While there are hundreds of ways to make your shift run more efficiently (most of the content on this site addresses strategies for doing this), here I only want to cover how long you're actually spending at work. This is because the amount of time you actually spend at the club will influence your earnings more than any other strategy or tip.
It's this simple:
if you're not there, you can't be picked by a customer to make money.
If you're not there, you can't improve your pitches to customers and improve how you dance and sell.
And if you're not there, you can't mind your business.
To make the importance of working as much as you can, let's run through a scenario. To simplify, we'll assume that your money stays constant no matter how many days you work in a week, although to be clear it is always more likely that you'll make more money if you spend more time at work.
Working More or Less: Two Scenarios
Let's say you work 3 days per week and make 1,000 every one of those nights, for the sake of simple math.
Now let's say you work 6 days a week, and make 500 each of those nights.
In theory, those both leave you at 3,000 per week.
But let's look at this example more closely. If you have 4 days without work, it means you have 4 days to find new ways of spending money. Daily costs, small expenditures here and there, and just enough time to get distracted from your long term goals will mean you're spending far more on a week where you work less days. On top of that, you realistically have the potential to earn more just by going in on more days. If you're already making 1,000 per shift, adding even one more shift in a week could drastically improve your income at the end of the year.
3000 x 50 working weeks in a year= $150,000
4000x 50 working weeks in a year= $200,000
Pretty huge difference!
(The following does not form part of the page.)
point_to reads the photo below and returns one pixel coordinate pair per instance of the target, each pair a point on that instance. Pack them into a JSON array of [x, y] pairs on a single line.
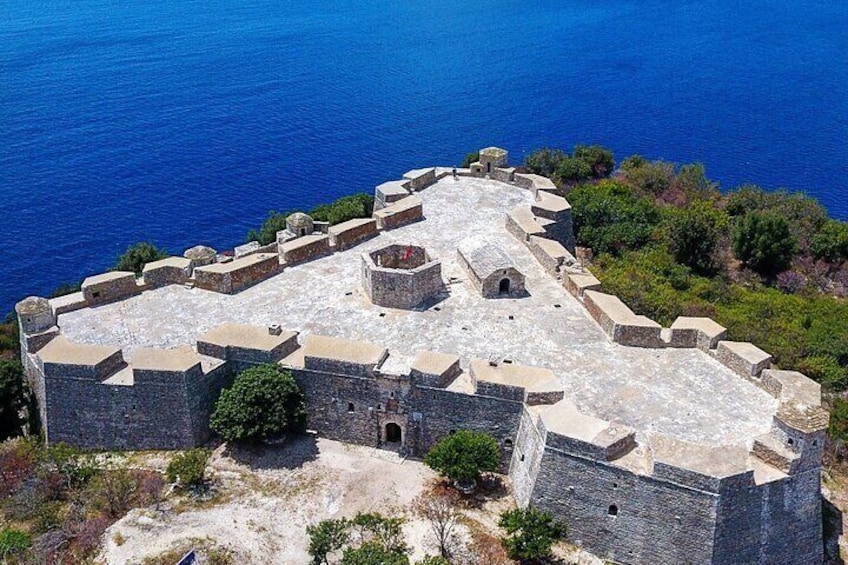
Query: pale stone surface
[[677, 392]]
And I know those are some pretty high weekly numbers, but the point isn't the number, but the difference in income relative to what you already make now. For example, if you make $200 per shift, that still would mean a $16,000 difference over a year, just for picking up a few more hours each week.
But the biggest cost of missing work is actually hidden, and it usually doesn't show up until much later. The biggest cost of working less is the amount of hours you miss out on when you're building expertise. Whether you chose dancing or it chose you, it's likely that you don't plan on ending your career here. If you have goals to start a business, to retire early, or to go on to a totally different career path, then you have to take dancing seriously so that you're building skills you'll use later on.
Everyone who will compete with you in sales, marketing, real estate, cosmetology, clothing design, and generally being a boss lady in general is currently getting experience. They may be in school, at an internship, or at a job, but they likely are spending at least 40 hours every week improving their skills. They're out there learning about sales, customer relations, accounting, money management, and getting better every day.
When it comes time to compete with these people on an even playing field, you can either be the one that worked 20 hours a week and didn't learn any of the lessons of dancing or of selling, or the one that has consistently outworked and outearned all of your competition. Before taking the next night off, it may be valuable to ask: which one of these would you rather be?